Replication Data

Studying Software Logging Using Topic Models

Heng Li, Tse-Hsun Chen, Weiyi Shang, and Ahmed E. Hassan
Submitted to Empirical Software Engineering Journal.


Abstract

Software developers insert logging statements in their source code to record important runtime information; such logged information is valuable for understanding system usage in production and debugging system failures. However, providing proper logging statements remains a manual and challenging task. Missing an important logging statement may increase the difficulty of debugging a system failure, while too much logging can increase system overhead and mask the truly important information. Intuitively, the actual functionality of a software component is one of the major drivers behind logging decisions. For instance, a method maintaining network communications is more likely to be logged than getters and setters. In this paper, we use automatically-computed topics of a code snippet to approximate the functionality of a code snippet. We study the relationship between the topics of a code snippet and the likelihood of a code snippet being logged (i.e., to contain a logging statement). Our driving intuition is that certain topics in the source code are more likely to be logged than others. To validate our intuition, we conduct a case study on six open source systems, and we find that i) there exists a small number of “log-intensive” topics that are more likely to be logged than other topics; ii) each pair of the studied systems share 12% to 62% common topics, and their likelihood of logging such common topics has a statistically significant correlation of 0.35 to 0.62; and iii) our topic-based metrics help explain the likelihood of a code snippet being logged, providing an improvement of 3% to 13% on AUC and 6% to 16% on balanced accuracy over a set of baseline metrics that capture the structural information of a code snippet.

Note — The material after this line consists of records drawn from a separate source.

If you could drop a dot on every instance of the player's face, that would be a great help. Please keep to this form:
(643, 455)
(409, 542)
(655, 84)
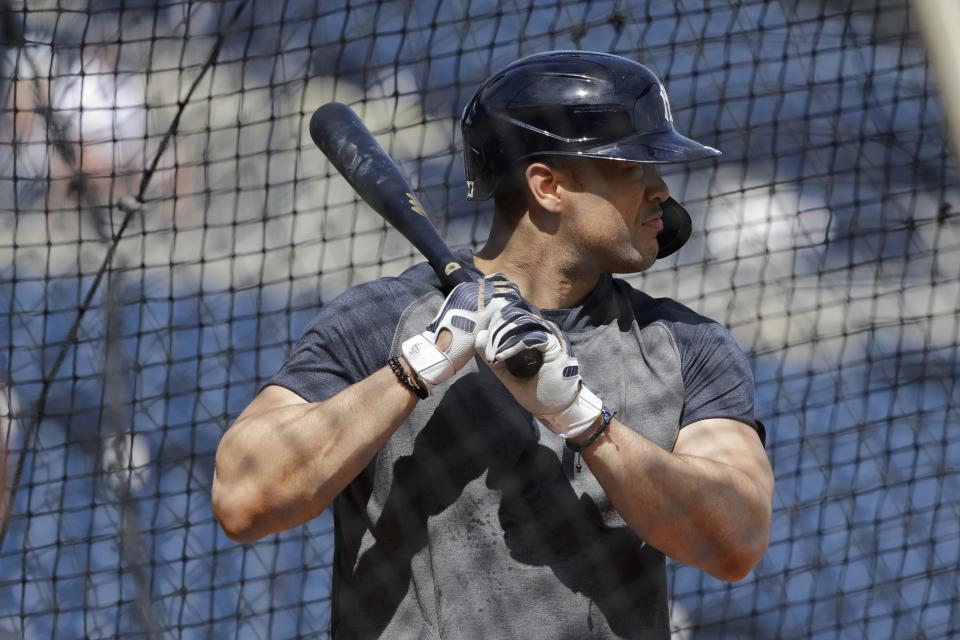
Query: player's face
(615, 214)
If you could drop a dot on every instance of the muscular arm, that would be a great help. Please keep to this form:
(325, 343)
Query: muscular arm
(707, 504)
(284, 459)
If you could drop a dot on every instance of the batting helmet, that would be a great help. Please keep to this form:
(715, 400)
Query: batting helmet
(575, 103)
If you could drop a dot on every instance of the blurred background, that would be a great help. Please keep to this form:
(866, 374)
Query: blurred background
(167, 229)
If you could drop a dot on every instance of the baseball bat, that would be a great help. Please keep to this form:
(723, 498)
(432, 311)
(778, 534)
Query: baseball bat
(376, 178)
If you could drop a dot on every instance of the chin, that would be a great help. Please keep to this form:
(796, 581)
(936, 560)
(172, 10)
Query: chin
(634, 262)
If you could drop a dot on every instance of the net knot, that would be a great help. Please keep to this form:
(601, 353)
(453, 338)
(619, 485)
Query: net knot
(130, 204)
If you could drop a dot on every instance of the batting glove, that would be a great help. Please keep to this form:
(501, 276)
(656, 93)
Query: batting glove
(556, 395)
(465, 312)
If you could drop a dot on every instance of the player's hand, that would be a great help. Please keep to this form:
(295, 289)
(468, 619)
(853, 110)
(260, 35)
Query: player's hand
(449, 340)
(556, 395)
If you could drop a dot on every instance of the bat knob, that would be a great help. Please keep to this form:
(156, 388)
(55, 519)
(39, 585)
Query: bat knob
(525, 364)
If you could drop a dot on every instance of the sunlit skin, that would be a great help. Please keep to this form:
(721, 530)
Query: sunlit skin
(706, 503)
(616, 214)
(585, 217)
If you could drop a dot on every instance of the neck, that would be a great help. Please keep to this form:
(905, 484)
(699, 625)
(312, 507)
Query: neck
(548, 274)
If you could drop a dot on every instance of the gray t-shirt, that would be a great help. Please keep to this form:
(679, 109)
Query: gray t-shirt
(472, 521)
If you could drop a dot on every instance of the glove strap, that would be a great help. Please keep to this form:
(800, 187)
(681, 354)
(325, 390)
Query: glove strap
(431, 365)
(578, 417)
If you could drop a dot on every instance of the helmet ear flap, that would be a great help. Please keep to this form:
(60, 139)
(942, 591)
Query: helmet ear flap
(677, 227)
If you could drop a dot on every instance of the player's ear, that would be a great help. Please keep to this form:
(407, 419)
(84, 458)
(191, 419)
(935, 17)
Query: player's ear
(543, 185)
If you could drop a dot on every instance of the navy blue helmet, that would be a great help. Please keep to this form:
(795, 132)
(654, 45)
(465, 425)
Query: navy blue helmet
(575, 103)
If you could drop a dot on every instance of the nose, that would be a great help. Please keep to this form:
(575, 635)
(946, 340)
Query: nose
(657, 190)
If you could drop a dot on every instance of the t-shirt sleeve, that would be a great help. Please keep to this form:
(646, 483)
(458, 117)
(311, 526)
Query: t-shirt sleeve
(346, 341)
(717, 379)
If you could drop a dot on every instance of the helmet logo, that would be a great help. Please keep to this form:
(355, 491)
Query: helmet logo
(666, 105)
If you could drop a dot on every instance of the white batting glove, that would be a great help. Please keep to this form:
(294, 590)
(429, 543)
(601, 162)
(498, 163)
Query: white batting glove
(556, 395)
(465, 313)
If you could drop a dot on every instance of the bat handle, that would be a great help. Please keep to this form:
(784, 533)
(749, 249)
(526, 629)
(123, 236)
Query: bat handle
(525, 364)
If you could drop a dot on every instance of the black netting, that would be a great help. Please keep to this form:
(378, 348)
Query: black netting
(826, 238)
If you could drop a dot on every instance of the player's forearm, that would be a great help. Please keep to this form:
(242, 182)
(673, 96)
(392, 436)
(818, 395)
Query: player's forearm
(279, 468)
(698, 511)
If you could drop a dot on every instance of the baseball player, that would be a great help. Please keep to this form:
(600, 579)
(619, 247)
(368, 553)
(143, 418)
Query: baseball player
(469, 503)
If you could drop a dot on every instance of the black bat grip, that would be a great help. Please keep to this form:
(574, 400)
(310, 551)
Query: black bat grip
(352, 149)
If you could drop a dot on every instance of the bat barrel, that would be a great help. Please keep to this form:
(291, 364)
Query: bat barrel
(376, 178)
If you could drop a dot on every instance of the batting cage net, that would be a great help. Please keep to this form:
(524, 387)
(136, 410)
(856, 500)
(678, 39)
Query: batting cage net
(168, 229)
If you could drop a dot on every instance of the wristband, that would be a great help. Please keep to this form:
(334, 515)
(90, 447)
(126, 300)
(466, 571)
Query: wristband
(410, 382)
(431, 365)
(605, 417)
(578, 417)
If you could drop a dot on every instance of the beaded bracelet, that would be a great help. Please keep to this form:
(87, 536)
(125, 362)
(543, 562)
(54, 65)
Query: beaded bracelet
(410, 382)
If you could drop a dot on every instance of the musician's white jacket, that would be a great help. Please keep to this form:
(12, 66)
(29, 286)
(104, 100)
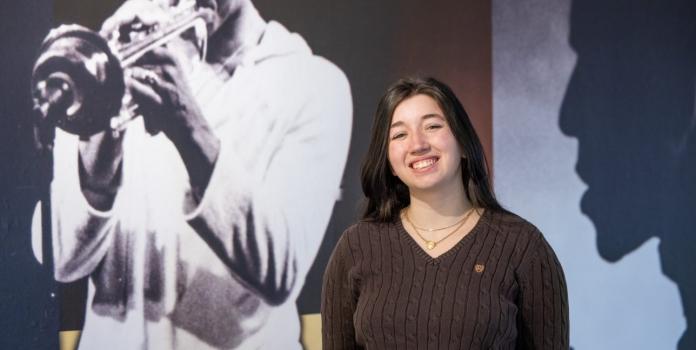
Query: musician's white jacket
(166, 273)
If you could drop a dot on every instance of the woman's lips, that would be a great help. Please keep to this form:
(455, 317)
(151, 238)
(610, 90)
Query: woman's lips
(424, 163)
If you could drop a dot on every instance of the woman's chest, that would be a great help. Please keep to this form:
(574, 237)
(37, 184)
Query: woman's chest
(461, 301)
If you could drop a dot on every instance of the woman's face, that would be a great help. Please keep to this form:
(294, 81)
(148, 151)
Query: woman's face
(423, 152)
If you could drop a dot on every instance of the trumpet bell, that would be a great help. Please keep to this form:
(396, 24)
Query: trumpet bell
(77, 81)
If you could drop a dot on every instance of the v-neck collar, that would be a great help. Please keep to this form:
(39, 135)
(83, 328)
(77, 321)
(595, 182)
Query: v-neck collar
(436, 260)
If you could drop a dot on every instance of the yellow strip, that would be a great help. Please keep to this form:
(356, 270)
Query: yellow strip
(68, 339)
(311, 331)
(311, 334)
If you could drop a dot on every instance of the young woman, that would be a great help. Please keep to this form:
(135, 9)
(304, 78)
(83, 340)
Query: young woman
(436, 262)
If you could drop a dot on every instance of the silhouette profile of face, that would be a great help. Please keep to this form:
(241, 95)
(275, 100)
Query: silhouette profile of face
(630, 104)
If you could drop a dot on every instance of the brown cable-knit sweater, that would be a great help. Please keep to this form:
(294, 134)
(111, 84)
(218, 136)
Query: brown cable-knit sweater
(500, 287)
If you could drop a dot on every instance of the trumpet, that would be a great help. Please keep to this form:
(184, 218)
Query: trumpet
(78, 81)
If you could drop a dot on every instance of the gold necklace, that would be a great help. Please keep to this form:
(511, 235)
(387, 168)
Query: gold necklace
(430, 245)
(438, 229)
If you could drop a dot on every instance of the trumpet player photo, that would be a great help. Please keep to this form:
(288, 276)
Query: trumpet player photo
(198, 151)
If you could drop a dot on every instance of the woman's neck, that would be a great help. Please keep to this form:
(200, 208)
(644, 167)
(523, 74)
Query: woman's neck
(437, 209)
(241, 29)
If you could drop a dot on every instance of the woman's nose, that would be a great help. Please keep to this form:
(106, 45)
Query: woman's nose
(419, 143)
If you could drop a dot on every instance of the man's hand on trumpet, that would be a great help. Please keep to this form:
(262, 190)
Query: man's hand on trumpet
(158, 85)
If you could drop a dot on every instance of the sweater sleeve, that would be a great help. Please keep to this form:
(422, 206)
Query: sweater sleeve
(543, 301)
(338, 300)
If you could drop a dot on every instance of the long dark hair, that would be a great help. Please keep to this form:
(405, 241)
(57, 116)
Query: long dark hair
(387, 194)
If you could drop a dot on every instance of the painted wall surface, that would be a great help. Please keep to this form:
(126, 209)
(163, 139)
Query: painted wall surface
(593, 137)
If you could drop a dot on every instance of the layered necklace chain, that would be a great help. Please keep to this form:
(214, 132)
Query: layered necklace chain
(429, 244)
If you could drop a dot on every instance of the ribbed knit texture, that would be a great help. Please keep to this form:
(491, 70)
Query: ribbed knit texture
(382, 291)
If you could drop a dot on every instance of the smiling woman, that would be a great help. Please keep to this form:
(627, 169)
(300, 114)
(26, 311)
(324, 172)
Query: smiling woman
(436, 260)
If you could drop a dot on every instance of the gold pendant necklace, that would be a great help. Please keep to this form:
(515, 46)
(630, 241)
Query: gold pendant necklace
(430, 245)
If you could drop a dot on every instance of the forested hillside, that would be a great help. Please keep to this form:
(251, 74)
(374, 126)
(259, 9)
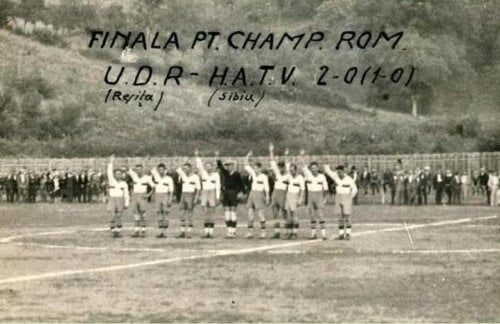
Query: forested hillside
(51, 89)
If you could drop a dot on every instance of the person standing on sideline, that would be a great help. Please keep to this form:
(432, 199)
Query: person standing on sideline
(483, 184)
(423, 184)
(399, 187)
(210, 193)
(493, 188)
(456, 189)
(140, 198)
(464, 190)
(439, 187)
(118, 198)
(232, 188)
(163, 195)
(281, 185)
(191, 187)
(295, 197)
(354, 174)
(346, 190)
(317, 189)
(258, 198)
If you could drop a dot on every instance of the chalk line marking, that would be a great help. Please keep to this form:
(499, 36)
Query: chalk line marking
(11, 239)
(129, 266)
(466, 251)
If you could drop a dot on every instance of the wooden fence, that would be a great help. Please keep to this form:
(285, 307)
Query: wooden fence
(455, 161)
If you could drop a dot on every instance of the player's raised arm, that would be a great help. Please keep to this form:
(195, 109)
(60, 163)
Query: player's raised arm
(328, 171)
(219, 163)
(354, 188)
(248, 168)
(267, 190)
(133, 175)
(155, 174)
(217, 187)
(126, 195)
(111, 177)
(199, 164)
(287, 161)
(305, 167)
(272, 161)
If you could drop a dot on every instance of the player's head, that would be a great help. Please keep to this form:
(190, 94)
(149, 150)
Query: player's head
(188, 168)
(230, 165)
(281, 167)
(340, 171)
(117, 173)
(314, 168)
(258, 167)
(209, 167)
(161, 168)
(139, 169)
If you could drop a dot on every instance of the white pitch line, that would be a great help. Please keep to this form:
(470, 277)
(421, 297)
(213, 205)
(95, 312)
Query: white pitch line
(128, 266)
(9, 239)
(466, 251)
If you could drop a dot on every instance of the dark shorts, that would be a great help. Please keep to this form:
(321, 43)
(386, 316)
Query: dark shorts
(279, 198)
(187, 201)
(230, 198)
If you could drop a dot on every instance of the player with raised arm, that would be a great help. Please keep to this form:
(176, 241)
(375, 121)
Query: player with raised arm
(258, 197)
(140, 196)
(317, 189)
(281, 183)
(346, 191)
(118, 198)
(295, 198)
(190, 190)
(163, 196)
(232, 188)
(210, 193)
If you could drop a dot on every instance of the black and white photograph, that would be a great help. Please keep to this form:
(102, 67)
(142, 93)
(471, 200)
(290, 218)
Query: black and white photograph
(237, 161)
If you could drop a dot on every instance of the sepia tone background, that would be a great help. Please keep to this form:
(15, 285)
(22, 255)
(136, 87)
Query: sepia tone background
(52, 90)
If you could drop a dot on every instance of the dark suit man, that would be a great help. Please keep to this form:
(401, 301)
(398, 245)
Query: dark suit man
(423, 183)
(71, 186)
(375, 182)
(364, 179)
(456, 185)
(11, 187)
(483, 183)
(439, 187)
(82, 184)
(22, 185)
(33, 185)
(448, 186)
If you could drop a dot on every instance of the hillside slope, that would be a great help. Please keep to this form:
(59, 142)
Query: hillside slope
(184, 121)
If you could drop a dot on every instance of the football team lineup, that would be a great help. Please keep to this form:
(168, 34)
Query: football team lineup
(52, 251)
(18, 240)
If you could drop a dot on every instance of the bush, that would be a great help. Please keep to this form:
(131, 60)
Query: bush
(34, 82)
(101, 54)
(49, 38)
(468, 126)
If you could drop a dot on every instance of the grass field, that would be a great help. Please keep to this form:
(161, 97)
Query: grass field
(60, 264)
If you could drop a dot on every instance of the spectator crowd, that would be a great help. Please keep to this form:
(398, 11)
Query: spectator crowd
(396, 186)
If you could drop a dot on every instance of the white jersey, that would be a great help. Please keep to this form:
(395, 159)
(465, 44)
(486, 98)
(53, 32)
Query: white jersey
(163, 184)
(141, 183)
(296, 184)
(190, 183)
(281, 180)
(315, 183)
(346, 185)
(209, 181)
(117, 188)
(260, 182)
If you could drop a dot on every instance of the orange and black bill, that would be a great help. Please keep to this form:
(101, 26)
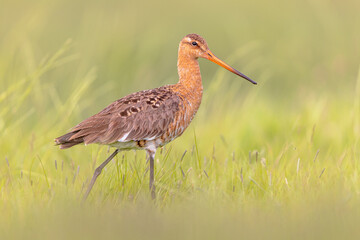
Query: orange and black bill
(213, 58)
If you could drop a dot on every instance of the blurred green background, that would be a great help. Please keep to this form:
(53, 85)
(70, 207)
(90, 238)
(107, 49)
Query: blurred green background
(276, 160)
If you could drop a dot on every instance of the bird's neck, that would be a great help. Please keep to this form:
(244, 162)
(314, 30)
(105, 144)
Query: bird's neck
(189, 73)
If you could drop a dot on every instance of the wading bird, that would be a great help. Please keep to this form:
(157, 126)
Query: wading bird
(152, 118)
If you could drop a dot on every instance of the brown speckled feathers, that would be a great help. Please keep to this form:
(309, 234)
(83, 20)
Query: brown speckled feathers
(139, 116)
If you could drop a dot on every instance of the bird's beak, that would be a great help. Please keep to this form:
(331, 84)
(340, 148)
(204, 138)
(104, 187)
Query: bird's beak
(210, 56)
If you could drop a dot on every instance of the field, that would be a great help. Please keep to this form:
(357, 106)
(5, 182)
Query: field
(280, 160)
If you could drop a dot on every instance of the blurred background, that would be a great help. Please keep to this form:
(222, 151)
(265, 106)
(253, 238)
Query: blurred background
(62, 61)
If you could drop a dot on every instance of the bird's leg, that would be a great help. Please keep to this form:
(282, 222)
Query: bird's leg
(97, 173)
(151, 182)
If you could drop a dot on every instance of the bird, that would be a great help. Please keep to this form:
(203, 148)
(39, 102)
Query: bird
(149, 119)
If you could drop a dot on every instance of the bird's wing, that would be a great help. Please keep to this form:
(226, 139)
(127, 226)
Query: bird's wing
(144, 115)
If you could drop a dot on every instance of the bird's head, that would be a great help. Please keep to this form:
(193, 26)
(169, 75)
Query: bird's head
(194, 46)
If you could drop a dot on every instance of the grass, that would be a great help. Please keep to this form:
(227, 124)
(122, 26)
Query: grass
(279, 160)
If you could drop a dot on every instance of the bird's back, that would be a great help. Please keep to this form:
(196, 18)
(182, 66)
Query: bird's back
(158, 116)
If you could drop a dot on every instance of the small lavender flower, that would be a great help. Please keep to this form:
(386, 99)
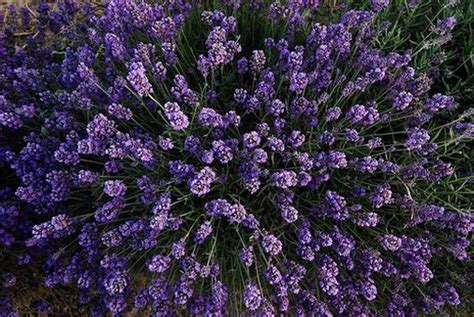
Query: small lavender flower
(177, 119)
(159, 263)
(246, 256)
(271, 244)
(115, 188)
(252, 297)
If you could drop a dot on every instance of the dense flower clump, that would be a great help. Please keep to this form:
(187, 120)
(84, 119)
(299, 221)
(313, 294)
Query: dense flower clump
(167, 161)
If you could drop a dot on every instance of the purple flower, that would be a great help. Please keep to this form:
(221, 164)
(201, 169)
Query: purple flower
(271, 244)
(439, 102)
(203, 232)
(177, 119)
(115, 188)
(246, 256)
(284, 179)
(252, 297)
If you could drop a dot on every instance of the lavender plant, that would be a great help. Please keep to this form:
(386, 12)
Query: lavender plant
(231, 158)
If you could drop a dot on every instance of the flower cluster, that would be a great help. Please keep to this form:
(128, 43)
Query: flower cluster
(169, 162)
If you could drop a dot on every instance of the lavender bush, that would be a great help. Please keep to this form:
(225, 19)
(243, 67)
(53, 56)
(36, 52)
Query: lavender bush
(229, 158)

Our findings highlight that topics contain valuable information that can help guide and drive developers' logging decisions.

BibTeX

(Under submission)

Replication Package

In our replication package, we share how to run topic modeling (LDA) in our study, our topic model output data, and our baseline metrics that are extracted from the six studied systems. So interested researchers can leverage the shared data to replicate or improve our study.